Table 3 FoG episode detection: sensitivity and specificity

4 Discussion

The primary differences between the smartphone and the MTw Awinda are the sampling rate and tasking mode of the kernel processor. It is possible to set the sampling rate of the inertial device embedded in a smartphone to match that of the MTw Awinda; however, the MTw Awinda operates in single tasking mode, while the smartphone operates in multitasking mode. This allows the MTw Awinda to maintain a constant sampling rate and frequency resolution while calculating the gait spectrum. The system resources of smartphones are controlled by the Android operating system, in which background programs share resources and priority is given to programs that are responsible for core tasks, such as the real-time clock and phone standby. Thus, smartphones cannot ensure that sampling of the embedded inertial device proceeds at a constant rate. These fluctuations can have a direct effect on the spectral resolution, which is crucial to determining the occurrence of FoG episodes. This problem could be alleviated by using a more powerful processor or reducing the number of programs running in the background. In this study, we initially assessed the Sony™ Xperia and Samsung™ Galaxy smartphones, both of which feature quad-core processors. We then discovered that the Galaxy tends to have a larger number of proprietary apps running in the background and sharing more system resources; therefore, we opted for the Sony device in the above experiments. Gait detection performance could also be improved by reducing the computational load on the smartphone. In the above experiments, we sought to optimize measurement performance by restoring the phone to its factory settings, deleting all pre-installed apps, and closing all built-in apps, such as GPS and synchronizer. The resulting measurement results did not differ significantly from those obtained from the MTw Awinda; however, it is unlikely that the same benchmarks could be achieved using a typically configured smartphone.

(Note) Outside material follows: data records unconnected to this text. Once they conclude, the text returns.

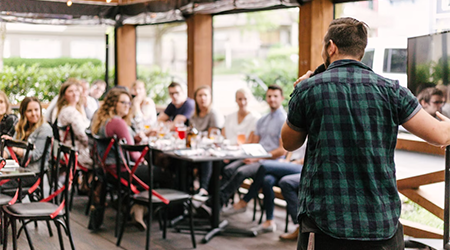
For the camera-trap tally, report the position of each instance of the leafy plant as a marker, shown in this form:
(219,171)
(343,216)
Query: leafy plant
(156,81)
(280,71)
(44,83)
(50,62)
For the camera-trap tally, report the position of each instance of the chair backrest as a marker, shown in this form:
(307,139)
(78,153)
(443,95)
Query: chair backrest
(69,176)
(67,131)
(27,146)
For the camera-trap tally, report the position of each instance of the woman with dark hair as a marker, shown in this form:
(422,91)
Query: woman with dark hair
(7,120)
(32,128)
(113,118)
(205,119)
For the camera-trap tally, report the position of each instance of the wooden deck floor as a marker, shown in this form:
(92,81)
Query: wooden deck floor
(134,239)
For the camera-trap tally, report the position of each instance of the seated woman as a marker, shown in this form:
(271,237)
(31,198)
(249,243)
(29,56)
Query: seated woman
(205,118)
(114,118)
(272,173)
(144,109)
(32,128)
(7,120)
(70,112)
(241,123)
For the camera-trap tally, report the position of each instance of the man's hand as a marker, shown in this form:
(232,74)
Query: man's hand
(442,117)
(303,77)
(251,160)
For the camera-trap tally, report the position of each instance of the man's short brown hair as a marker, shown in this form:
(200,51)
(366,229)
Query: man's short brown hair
(349,35)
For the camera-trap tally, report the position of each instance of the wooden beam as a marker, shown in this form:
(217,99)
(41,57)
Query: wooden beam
(126,55)
(315,17)
(199,61)
(419,180)
(430,201)
(418,146)
(418,230)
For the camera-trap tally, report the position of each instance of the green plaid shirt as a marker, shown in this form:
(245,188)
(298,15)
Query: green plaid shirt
(351,115)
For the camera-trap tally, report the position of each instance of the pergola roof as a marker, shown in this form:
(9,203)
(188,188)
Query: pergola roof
(119,12)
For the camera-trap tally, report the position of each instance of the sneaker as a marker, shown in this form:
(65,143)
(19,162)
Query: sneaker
(227,211)
(261,229)
(290,236)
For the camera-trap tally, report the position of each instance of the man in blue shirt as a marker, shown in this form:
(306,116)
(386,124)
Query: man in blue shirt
(181,107)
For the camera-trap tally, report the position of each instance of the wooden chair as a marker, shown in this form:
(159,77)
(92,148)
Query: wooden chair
(48,209)
(162,198)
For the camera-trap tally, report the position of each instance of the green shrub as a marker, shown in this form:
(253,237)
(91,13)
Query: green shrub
(282,72)
(50,62)
(156,82)
(44,83)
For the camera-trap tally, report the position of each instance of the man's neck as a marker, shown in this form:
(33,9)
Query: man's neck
(180,104)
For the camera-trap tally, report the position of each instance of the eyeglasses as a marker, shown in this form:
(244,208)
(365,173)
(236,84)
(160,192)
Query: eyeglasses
(125,103)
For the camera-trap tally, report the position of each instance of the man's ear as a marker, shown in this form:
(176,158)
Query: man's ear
(332,49)
(423,103)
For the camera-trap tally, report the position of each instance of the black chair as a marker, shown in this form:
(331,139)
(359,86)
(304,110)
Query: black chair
(68,133)
(164,199)
(48,209)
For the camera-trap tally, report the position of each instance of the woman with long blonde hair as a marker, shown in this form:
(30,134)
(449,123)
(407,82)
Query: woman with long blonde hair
(7,119)
(113,118)
(32,128)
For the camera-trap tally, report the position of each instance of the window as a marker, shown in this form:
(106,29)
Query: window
(40,48)
(394,61)
(88,49)
(368,58)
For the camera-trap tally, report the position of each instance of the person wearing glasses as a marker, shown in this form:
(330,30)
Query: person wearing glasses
(432,100)
(113,118)
(180,109)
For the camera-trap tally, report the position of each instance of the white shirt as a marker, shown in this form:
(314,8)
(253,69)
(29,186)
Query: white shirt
(232,128)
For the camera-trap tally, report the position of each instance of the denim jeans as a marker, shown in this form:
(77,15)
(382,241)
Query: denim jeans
(275,173)
(233,176)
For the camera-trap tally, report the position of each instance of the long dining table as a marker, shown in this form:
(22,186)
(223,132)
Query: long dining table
(216,157)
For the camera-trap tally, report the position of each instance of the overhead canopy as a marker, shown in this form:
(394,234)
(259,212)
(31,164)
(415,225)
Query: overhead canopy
(119,12)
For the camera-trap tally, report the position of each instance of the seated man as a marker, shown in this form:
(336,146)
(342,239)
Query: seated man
(274,173)
(432,100)
(267,133)
(180,109)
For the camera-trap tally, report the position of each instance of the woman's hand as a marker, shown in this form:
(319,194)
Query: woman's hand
(7,137)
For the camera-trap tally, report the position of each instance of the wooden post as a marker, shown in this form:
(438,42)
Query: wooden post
(315,17)
(125,55)
(199,61)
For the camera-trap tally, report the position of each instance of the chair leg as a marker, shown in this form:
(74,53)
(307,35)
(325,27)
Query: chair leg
(261,205)
(5,232)
(254,208)
(287,222)
(165,211)
(191,223)
(149,224)
(14,233)
(30,242)
(69,233)
(50,232)
(122,226)
(58,227)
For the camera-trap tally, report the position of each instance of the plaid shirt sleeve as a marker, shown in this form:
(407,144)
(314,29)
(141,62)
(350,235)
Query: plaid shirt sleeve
(296,113)
(408,105)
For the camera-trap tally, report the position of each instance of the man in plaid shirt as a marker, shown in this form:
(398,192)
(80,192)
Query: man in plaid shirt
(348,195)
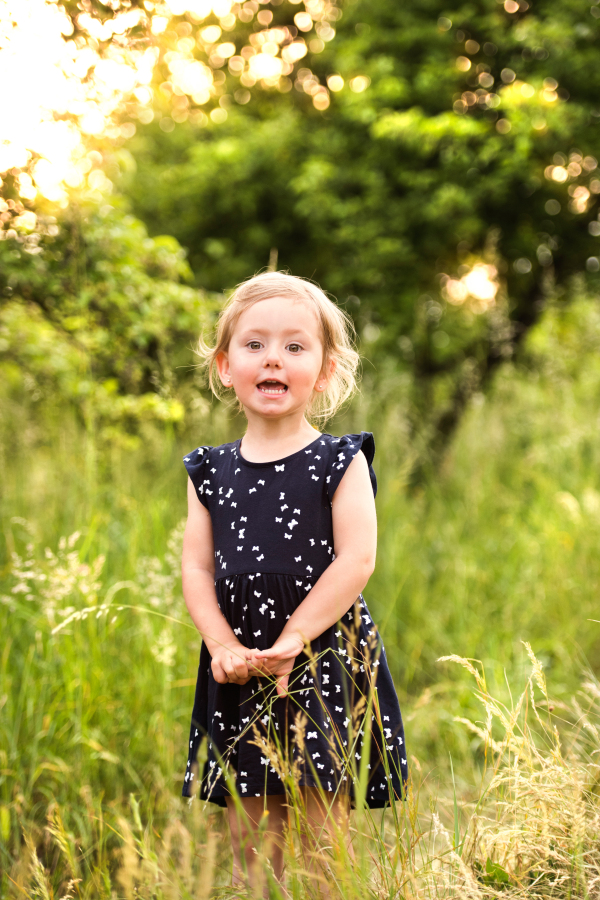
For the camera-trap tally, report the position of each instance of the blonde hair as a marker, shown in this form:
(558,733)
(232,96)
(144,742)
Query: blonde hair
(337,332)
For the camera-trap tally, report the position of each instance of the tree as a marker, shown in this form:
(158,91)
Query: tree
(446,193)
(97,314)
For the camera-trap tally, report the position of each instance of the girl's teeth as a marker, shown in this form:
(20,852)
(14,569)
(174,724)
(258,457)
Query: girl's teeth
(280,389)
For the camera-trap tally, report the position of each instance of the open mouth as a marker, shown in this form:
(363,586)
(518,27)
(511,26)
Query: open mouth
(272,387)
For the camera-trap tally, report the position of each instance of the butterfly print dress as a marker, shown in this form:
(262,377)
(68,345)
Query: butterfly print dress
(273,538)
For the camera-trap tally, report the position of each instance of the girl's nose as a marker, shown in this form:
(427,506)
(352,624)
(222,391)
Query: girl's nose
(272,357)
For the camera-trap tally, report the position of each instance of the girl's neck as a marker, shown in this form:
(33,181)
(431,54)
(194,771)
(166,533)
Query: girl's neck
(267,440)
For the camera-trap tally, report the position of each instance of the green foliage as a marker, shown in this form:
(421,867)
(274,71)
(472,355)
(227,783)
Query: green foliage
(416,176)
(498,546)
(96,313)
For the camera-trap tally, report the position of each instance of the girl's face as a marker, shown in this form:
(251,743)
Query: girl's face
(275,358)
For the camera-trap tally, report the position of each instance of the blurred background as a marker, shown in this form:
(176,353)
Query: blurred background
(434,166)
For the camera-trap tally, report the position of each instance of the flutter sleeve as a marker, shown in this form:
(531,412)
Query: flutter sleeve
(344,451)
(198,469)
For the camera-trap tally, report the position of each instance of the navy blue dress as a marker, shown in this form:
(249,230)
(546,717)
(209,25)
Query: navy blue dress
(273,538)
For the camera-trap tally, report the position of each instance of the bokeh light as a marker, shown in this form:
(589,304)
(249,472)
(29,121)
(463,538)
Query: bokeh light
(66,92)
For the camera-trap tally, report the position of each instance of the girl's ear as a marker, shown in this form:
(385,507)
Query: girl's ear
(222,362)
(325,376)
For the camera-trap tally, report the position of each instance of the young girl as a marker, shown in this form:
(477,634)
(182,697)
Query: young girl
(279,543)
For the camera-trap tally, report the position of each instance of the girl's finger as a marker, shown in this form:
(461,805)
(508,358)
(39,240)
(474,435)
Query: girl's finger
(219,673)
(240,668)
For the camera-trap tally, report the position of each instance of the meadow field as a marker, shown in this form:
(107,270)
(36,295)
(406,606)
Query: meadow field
(490,558)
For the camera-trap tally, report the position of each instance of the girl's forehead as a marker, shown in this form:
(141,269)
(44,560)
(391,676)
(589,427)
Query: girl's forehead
(277,313)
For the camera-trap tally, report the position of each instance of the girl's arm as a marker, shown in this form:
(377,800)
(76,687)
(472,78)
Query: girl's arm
(355,545)
(229,656)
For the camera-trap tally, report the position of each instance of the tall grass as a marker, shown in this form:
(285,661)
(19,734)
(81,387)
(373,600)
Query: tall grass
(499,546)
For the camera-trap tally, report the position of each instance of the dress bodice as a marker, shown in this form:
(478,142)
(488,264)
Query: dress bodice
(274,517)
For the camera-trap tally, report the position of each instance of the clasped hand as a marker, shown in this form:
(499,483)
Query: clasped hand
(235,664)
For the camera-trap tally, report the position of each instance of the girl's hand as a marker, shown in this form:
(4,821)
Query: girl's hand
(231,663)
(279,660)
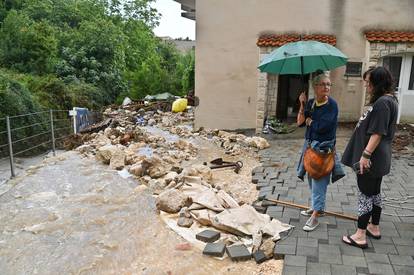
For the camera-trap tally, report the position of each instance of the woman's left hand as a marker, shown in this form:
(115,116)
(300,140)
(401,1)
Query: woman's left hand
(364,164)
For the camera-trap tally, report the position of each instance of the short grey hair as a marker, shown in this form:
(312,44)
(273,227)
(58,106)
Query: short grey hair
(317,79)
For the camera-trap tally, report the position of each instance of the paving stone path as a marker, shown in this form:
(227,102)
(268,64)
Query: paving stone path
(322,251)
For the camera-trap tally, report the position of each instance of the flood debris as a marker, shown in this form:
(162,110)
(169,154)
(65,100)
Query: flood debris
(159,148)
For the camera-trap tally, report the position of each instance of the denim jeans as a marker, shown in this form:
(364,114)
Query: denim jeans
(318,189)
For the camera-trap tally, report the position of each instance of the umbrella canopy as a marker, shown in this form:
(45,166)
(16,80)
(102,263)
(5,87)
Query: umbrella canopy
(303,57)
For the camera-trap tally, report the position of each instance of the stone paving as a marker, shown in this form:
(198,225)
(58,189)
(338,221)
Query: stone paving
(322,251)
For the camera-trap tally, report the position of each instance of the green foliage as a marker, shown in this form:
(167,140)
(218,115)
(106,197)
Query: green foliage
(27,46)
(87,53)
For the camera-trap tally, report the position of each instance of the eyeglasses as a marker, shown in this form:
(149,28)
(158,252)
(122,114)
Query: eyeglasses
(325,85)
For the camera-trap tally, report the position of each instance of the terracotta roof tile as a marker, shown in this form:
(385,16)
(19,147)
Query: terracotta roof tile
(281,39)
(389,36)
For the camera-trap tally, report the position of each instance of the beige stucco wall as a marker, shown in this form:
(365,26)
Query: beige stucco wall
(227,56)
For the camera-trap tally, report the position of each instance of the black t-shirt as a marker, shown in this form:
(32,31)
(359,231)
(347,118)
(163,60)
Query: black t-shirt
(380,118)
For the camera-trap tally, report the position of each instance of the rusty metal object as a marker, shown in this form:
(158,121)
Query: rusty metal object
(339,215)
(220,163)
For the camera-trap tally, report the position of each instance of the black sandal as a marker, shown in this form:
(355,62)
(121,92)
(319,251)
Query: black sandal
(373,236)
(354,243)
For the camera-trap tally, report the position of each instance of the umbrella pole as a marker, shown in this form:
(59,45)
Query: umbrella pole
(301,74)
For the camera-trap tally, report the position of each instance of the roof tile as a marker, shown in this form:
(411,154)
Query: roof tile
(389,36)
(281,39)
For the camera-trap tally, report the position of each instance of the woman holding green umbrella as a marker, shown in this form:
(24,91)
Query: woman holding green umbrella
(320,115)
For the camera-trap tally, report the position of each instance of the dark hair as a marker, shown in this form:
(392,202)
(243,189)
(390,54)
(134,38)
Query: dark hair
(367,72)
(381,80)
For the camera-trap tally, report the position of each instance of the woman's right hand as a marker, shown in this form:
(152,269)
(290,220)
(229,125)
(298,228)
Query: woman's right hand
(302,98)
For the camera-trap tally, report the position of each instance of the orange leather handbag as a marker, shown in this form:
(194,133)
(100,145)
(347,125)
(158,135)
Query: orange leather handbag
(318,164)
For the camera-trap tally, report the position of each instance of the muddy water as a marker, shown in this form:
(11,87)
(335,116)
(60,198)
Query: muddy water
(75,216)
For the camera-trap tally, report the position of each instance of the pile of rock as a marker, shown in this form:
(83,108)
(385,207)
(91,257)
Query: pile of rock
(131,144)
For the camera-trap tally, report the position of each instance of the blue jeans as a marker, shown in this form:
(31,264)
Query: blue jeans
(318,189)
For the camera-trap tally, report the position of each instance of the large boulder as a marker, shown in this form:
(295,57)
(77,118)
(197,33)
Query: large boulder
(154,167)
(257,142)
(172,200)
(136,170)
(117,159)
(105,153)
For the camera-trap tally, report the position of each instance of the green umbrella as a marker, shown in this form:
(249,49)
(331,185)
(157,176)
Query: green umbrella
(303,57)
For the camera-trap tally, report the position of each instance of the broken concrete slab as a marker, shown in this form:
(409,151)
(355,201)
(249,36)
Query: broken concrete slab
(214,249)
(238,253)
(208,236)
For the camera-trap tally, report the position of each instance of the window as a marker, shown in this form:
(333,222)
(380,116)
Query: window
(393,64)
(353,69)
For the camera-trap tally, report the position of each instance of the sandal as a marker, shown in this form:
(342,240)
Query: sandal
(352,242)
(377,237)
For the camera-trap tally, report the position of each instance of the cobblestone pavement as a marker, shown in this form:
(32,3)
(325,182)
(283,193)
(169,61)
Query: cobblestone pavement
(322,251)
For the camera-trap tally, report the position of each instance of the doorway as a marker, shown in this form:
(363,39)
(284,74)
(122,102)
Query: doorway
(289,89)
(402,69)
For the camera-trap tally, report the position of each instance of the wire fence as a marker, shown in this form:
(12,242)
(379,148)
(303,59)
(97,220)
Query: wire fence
(32,134)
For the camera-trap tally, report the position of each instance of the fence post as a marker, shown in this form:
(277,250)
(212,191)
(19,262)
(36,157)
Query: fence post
(10,146)
(52,129)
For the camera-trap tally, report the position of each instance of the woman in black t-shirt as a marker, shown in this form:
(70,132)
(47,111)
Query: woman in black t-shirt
(369,153)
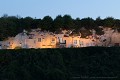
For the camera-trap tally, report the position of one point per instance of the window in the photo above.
(39, 39)
(53, 39)
(75, 41)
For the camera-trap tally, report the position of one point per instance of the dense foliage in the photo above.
(60, 64)
(12, 25)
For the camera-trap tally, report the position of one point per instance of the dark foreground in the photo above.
(93, 63)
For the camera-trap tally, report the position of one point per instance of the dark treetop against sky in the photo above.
(75, 8)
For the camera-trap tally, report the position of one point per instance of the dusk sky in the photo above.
(75, 8)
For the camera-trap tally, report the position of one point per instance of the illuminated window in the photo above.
(53, 39)
(75, 41)
(39, 39)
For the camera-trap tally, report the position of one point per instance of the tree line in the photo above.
(12, 25)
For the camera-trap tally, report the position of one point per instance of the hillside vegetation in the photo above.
(10, 26)
(60, 64)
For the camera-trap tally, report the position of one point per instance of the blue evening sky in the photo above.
(75, 8)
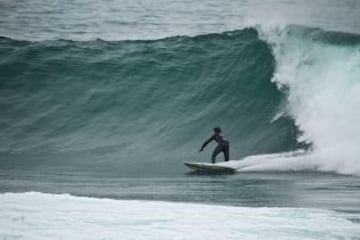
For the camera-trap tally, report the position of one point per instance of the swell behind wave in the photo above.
(124, 106)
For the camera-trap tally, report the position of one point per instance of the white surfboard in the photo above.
(210, 167)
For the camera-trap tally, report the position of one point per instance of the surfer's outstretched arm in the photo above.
(207, 142)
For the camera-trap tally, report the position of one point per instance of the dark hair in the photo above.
(217, 129)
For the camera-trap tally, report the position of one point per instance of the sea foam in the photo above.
(47, 216)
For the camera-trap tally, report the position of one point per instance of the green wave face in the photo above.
(138, 106)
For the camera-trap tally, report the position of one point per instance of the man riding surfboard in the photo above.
(223, 145)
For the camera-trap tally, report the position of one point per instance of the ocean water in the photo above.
(101, 102)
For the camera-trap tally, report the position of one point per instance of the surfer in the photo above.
(223, 144)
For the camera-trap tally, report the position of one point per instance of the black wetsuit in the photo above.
(223, 146)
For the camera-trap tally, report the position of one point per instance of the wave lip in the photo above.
(35, 215)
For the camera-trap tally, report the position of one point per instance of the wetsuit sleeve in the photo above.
(207, 141)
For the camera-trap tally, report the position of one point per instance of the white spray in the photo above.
(322, 83)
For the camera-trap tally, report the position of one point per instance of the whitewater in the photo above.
(42, 216)
(102, 102)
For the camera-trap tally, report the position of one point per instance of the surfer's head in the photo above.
(217, 129)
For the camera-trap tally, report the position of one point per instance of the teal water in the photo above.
(108, 99)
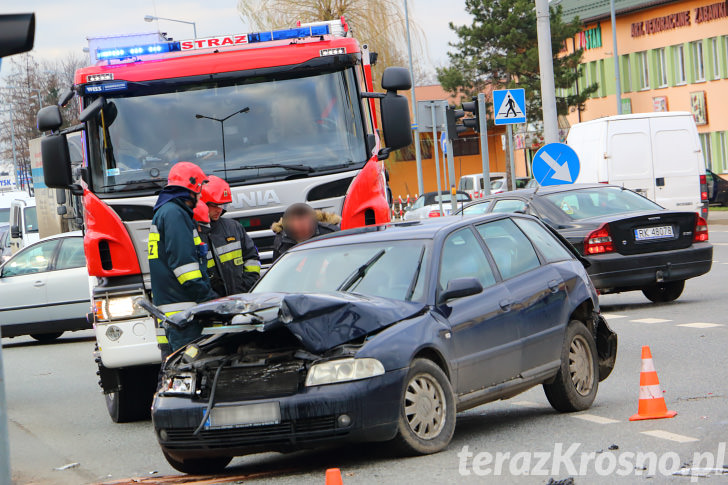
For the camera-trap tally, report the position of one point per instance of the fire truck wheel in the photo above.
(133, 400)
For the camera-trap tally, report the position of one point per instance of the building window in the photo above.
(716, 57)
(626, 75)
(698, 61)
(707, 153)
(643, 70)
(661, 68)
(722, 152)
(679, 64)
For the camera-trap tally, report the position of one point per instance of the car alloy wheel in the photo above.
(425, 406)
(581, 365)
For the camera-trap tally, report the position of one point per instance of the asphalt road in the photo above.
(58, 417)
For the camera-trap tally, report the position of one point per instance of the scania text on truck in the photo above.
(284, 116)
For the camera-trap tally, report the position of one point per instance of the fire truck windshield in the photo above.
(247, 130)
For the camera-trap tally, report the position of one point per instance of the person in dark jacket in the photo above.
(233, 263)
(301, 223)
(179, 279)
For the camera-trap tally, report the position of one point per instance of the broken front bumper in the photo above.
(311, 417)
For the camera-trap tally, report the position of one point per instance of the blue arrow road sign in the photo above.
(555, 164)
(510, 106)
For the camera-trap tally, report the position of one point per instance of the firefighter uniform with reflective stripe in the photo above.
(179, 279)
(233, 262)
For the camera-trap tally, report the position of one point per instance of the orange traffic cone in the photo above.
(333, 477)
(652, 403)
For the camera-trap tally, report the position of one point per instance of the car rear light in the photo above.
(599, 241)
(700, 234)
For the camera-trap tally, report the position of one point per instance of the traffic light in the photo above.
(452, 116)
(472, 107)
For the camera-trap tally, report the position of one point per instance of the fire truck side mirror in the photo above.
(396, 79)
(56, 161)
(49, 118)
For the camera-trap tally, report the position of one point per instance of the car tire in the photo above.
(575, 385)
(426, 410)
(664, 292)
(199, 466)
(133, 400)
(46, 337)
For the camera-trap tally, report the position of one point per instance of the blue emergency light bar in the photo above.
(295, 33)
(136, 50)
(104, 54)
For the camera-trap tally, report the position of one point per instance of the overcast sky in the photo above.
(63, 25)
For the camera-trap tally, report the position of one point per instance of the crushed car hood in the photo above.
(320, 321)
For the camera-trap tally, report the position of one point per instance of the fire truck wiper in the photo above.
(290, 168)
(155, 183)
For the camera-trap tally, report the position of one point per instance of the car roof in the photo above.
(63, 235)
(399, 231)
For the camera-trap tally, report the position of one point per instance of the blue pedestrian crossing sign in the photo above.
(555, 164)
(509, 106)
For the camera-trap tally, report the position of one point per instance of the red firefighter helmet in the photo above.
(201, 213)
(187, 175)
(217, 191)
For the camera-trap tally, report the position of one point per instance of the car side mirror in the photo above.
(49, 118)
(460, 288)
(56, 161)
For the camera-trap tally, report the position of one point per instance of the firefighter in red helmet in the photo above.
(179, 279)
(232, 261)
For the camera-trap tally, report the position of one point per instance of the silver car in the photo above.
(428, 205)
(44, 289)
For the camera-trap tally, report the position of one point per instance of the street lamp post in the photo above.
(222, 131)
(151, 18)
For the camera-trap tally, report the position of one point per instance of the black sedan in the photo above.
(383, 334)
(631, 242)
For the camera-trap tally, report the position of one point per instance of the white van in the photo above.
(23, 224)
(655, 154)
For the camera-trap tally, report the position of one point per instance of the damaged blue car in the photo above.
(384, 333)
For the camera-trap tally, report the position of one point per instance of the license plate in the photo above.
(244, 416)
(647, 233)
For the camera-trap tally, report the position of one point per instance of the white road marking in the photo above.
(666, 435)
(612, 316)
(700, 325)
(528, 404)
(651, 320)
(595, 419)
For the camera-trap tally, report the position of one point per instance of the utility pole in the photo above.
(615, 54)
(484, 154)
(418, 152)
(435, 155)
(546, 65)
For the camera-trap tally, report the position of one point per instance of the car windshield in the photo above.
(393, 270)
(599, 201)
(31, 219)
(434, 198)
(245, 130)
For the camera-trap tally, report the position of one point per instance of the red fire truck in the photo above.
(284, 116)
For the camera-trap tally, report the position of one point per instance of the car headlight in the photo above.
(182, 384)
(343, 370)
(117, 308)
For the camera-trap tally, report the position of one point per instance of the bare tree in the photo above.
(379, 23)
(30, 86)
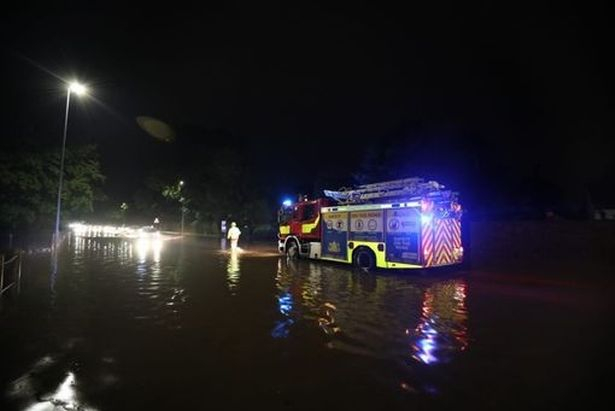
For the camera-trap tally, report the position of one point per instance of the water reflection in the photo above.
(442, 329)
(232, 271)
(369, 314)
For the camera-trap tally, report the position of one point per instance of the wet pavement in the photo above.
(177, 324)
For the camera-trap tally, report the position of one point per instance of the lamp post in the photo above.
(181, 201)
(78, 89)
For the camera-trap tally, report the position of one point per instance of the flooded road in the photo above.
(177, 324)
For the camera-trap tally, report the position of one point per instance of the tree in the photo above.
(29, 184)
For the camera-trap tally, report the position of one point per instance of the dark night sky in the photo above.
(297, 86)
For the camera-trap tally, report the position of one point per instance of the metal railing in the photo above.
(10, 266)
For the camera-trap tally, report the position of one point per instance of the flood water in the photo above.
(176, 324)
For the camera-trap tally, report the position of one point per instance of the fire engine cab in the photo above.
(400, 224)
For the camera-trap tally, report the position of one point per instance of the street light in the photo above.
(78, 89)
(181, 201)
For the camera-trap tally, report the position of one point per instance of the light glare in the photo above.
(77, 88)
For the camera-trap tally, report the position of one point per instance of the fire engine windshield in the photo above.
(285, 214)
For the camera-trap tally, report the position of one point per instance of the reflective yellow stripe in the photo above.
(308, 228)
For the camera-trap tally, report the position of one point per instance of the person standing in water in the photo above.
(233, 235)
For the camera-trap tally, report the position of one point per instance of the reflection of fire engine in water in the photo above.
(408, 223)
(442, 330)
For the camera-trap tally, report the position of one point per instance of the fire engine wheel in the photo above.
(364, 259)
(292, 251)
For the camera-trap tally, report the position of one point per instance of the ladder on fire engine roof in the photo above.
(409, 188)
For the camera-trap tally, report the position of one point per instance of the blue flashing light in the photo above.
(426, 218)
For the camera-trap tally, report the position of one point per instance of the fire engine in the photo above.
(400, 224)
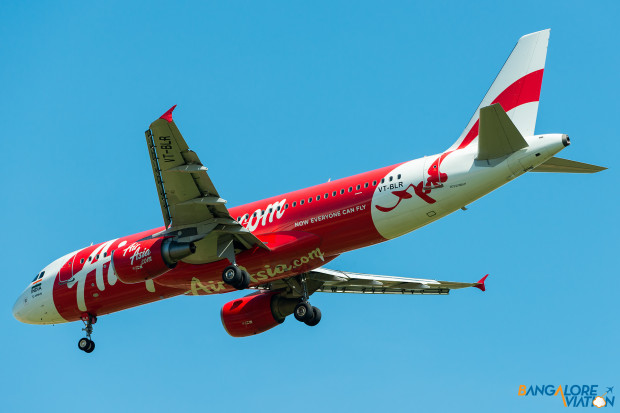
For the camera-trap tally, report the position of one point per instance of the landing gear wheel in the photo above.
(84, 344)
(303, 311)
(246, 281)
(315, 319)
(233, 276)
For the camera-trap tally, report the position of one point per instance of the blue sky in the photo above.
(276, 96)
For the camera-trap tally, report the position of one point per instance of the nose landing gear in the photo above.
(86, 344)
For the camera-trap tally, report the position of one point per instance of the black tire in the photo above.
(303, 312)
(316, 319)
(246, 281)
(232, 276)
(84, 344)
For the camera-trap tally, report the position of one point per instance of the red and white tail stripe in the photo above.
(516, 87)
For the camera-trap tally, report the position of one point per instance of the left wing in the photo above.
(332, 281)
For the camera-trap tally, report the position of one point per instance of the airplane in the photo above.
(278, 246)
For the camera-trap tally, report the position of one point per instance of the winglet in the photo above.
(480, 284)
(168, 115)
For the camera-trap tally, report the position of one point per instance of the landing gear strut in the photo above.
(86, 344)
(305, 312)
(236, 277)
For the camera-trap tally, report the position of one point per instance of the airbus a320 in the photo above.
(278, 247)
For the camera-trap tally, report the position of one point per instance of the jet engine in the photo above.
(144, 260)
(256, 313)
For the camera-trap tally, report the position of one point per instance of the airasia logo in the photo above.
(263, 216)
(143, 256)
(435, 179)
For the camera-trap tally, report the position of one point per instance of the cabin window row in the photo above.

It should also be noted that the clinical evaluators would be able to use their extensive experience in interpreting the body language of subjects, such as facial expressions and body movements. In contrast, smartphones depend entirely on objective variations in gait, while disregarding FoG episodes of short duration and underestimating the duration of FoG episodes. As a result, clinical evaluators tend to be more sensitive than is smartphone.

The results of this experiment revealed that most of the situations involving FoG episodes occurred during changes in routine (e.g., walking initiation, turning, approaching the ending point, or passing through the midway obstacles), which is in line with general clinical symptoms. We also found that the symptoms (akinetic, tremoric), FoG forms (trembling, shuffling, akinetic), Hoehn and Yahr stages, or gender did not diverge from the measurements obtained using the smartphone or the MTw Awinda.

Finally, it should be noted that our focus in this study was on engineering issues. The role of gait assessment in clinical diagnosis has not been fully elucidated. The means by which gait analysis (e.g., FoG detection and its duration) contribute to clinical diagnosis and the degree of accuracy required for this analysis will have to be examined in the future.

The system developed in this study could greatly enhance the convenience and frequency of PD gait assessment, thereby providing more data by which to assess treatment efficacy.